Aedes, Anopheles, and Culex mosquitoes and Drosophila vinegar flies shared a common ancestor some 240 Million years ago (mya) (Wiegmann et al., 2011). The most recent common ancestor of mosquitoes and Orthorrhapha likewise lived 240 mya and that of Drosophila and Orthorrhapha some 200 mya. Filling a gap in the center of the Diptera Tree of Life (Fig. 1) by providing data on novel, high-quality draft genomes from within Orthorrhapha and Asiloidea will open the opportunity to more meaningfully compare genomes across Diptera. Furthermore, the genomic resources provided here will advance the study of evolutionary history, life history, and the search for the venom of assassin flies.

Methods

Specimen source

Adult flies were hand-netted either directly from their resting/perching sites (Apioceridae, Asilidae, Bombyliidae, and Mydidae) or from within a Malaise Trap (Tabanidae) and kept alive in individual vials. They were identified to species, assigned unique identifiers, and either preserved in RNAlater (specimen cut open and placed directly in RNAlater) or liquid N₂ (specimen alive in individual vial dropped in dry shipper containing liquid N₂). RNAlater vials were emptied of any liquid before being placed in liquid N₂-filled tanks in the NMNH Biorepository where all specimens are stored and accessible by their unique specimen identifier (Table 1).

Table 1:

List of species included in study along with unique specimen identifier of sequenced specimen and preservation method.

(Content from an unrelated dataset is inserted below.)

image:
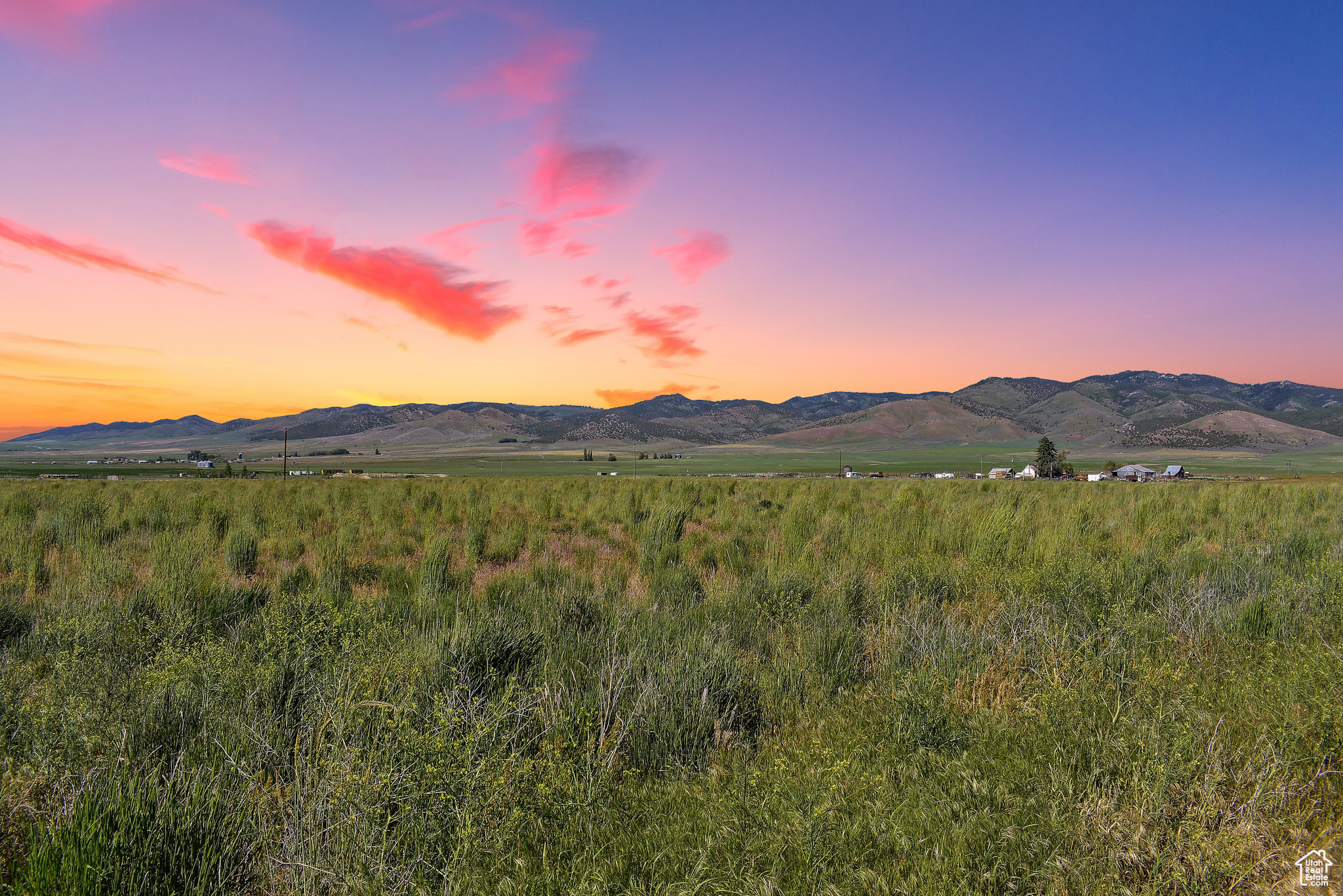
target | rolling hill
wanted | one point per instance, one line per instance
(1139, 409)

Family: subfamily	Species	Specimen identifier	Preservation
Apioceridae	Apiocera parkeri Cazier, 1941	USNMENT01136047	liquid N₂
Asilidae: Asilinae	Machimus occidentalis (Hine, 1909)	USNMENT00951022	RNAlater
Asilidae: Asilinae	Philonicus albiceps (Meigen, 1820)	USNMENT01027314	RNAlater
Asilidae: Asilinae	Proctacanthus coquilletti Hine, 1911	USNMENT01136140	liquid N₂
Asilidae: Asilinae	Proctacanthus coquilletti^a	USNMENT01136139	liquid N₂
Asilidae: Asilinae	Tolmerus atricapillus (Fallén, 1814)	USNMENT01027313	RNAlater
Asilidae: Brachyrhopalinae	Nicocles dives (Loew, 1866)	USNMENT00951000	RNAlater
Asilidae: Dasypogoninae	Diogmites neoternatus (Bromley, 1931)	USNMENT00802587	liquid N₂
Asilidae: Laphriinae	Laphystia limatula Coquillett, 1904	USNMENT01136024	liquid N₂
Asilidae: Stenopogoninae	Scleropogon duncani Bromley, 1937	USNMENT01136006	liquid N₂
Asilidae: Stichopogoninae	Lasiopogon cinctus (Fabricius, 1781)	USNMENT00802771	RNAlater
Bombyliidae: Ecliminae	Thevenetimyia californica Bigot, 1875	USNMENT00951006	RNAlater
Mydidae: Ectyphinae	Ectyphyus pinguis Gerstaecker, 1868	USNMENT01136013	liquid N₂
Mydidae: Mydinae	Messiasia californica (Cole, 1969)	USNMENT01136023	liquid N₂
Mydidae: Mydinae	Mydas clavatus (Drury, 1773)	USNMENT00802763	liquid N₂
Tabanidae: Pangoniinae	Fidena pseudoaurimaculata Lutz, 1909	USNMENT01137217	liquid N₂
Tabanidae: Tabaninae	Tabanus discus Wiedemann, 1828	USNMENT01137218	liquid N₂

DOI: 10.7717/peerj.2951/table-1

Notes:

adenotes specimen for which the genome was sequenced.

RNA-Seq

Total RNA was extracted from specimens preserved in RNAlater or in liquid N₂ (see Table 1). A single specimen was used for each extraction. Muscular tissue was extracted from the thorax and cryogenically ground using CryoMill (Retsch, Haan, Germany). Total RNA was isolated using the TRI Reagent Protocol (Sigma-Aldrich, St. Louis, MO, USA) with overnight precipitation, and then quantified using Epoch Microplate Spectrophotometer and Gen5 software (both BioTek, Winooski, VT, USA). For the specimens sequenced using Ion Torrent, the isolation of mRNA was carried out using DynaBeads mRNA DIRECT Kit, and Ion Total RNA-Seq Kit (v2) for Whole Transcriptome Libraries (Thermo Fisher Scientific) was used for library preparation. The BluePippin System (Sage Science, Beverly, MA, USA) was used for selecting fragments of 170–350 bp. For the specimens sequenced using Illumina MiSeq and HiSeq2000, the isolation of mRNA and construction of stranded mRNA-Seq libraries were carried out using KAPA Stranded mRNA-Seq Kit (Kapa Biosystems, Boston, MA, USA) and NEBNext Multiplex Oligos (New England BioLabs, Ipswich, MA, USA). Library fragment size distribution was assessed using High Sensitivity D1000 ScreenTape System (Agilent, Waldbronn, Germany), and the BluePippin System was used for selecting fragments of 180–440 bp. After size selection, a sample of each library was quantified using the KAPA Library Quantification Kit for Illumina platforms, and pooled to 5 nM total concentration for sequencing.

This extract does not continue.